Most flares can be managed with your GI team on an outpatient basis, but certain symptoms require immediate medical attention:

  • Inability to keep liquids down due to nausea, vomiting, or pain
  • Rectal bleeding with blood clots in your stool
  • Constant, unrelenting abdominal pain
  • Fever above 100.3°F

These can signal complications like an abscess (a pocket of infection), a fistula (an abnormal tunnel between your intestine and another body structure), or a bowel obstruction. Abscesses and fistulas often require antibiotics as part of treatment, and severe fistulizing disease may need biologic therapy to heal.

Preventing the Next Flare

Once your current flare is under control, the conversation with your doctor should shift to what went wrong and how to prevent it from happening again. The most common reason people flare is inconsistent use of maintenance medication. Biologic therapies and other advanced drugs work by keeping inflammation suppressed continuously. Skipping doses or delaying refills creates windows where inflammation can reignite.
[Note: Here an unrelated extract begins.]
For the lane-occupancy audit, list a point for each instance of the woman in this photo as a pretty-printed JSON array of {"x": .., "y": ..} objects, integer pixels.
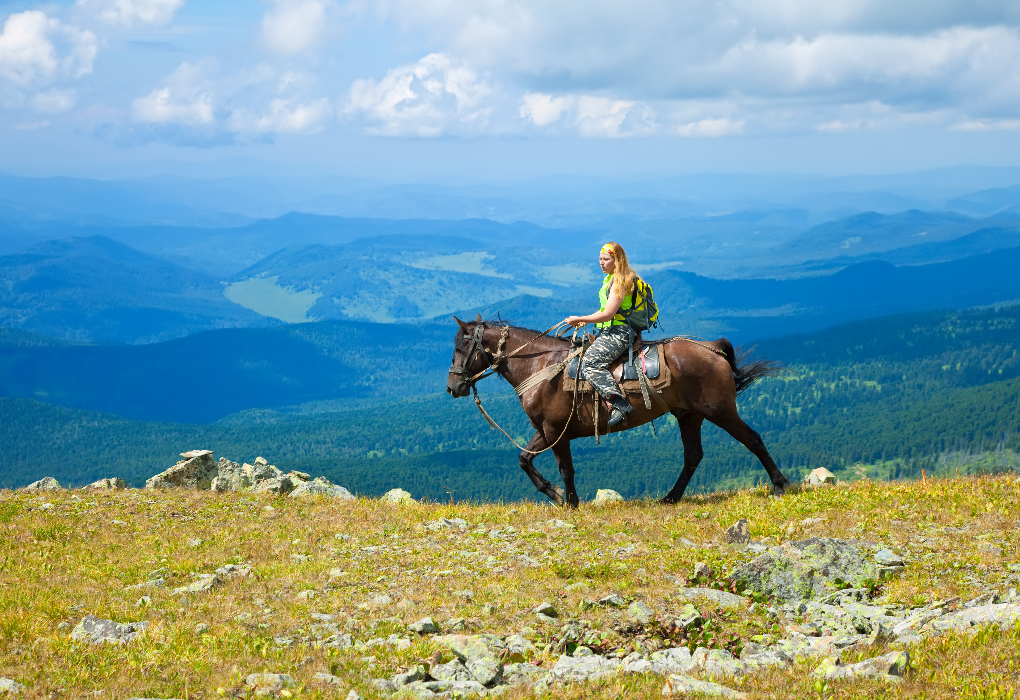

Your doctor may also use a stool test called fecal calprotectin to monitor your inflammation levels between flares. This test measures a protein released by inflamed intestinal tissue. Levels below about 40 suggest remission, while levels climbing above 150 to 300 can signal that inflammation is returning before you even feel symptoms. Catching a flare at this stage, before it becomes symptomatic, allows for treatment adjustments that may prevent a full-blown episode entirely.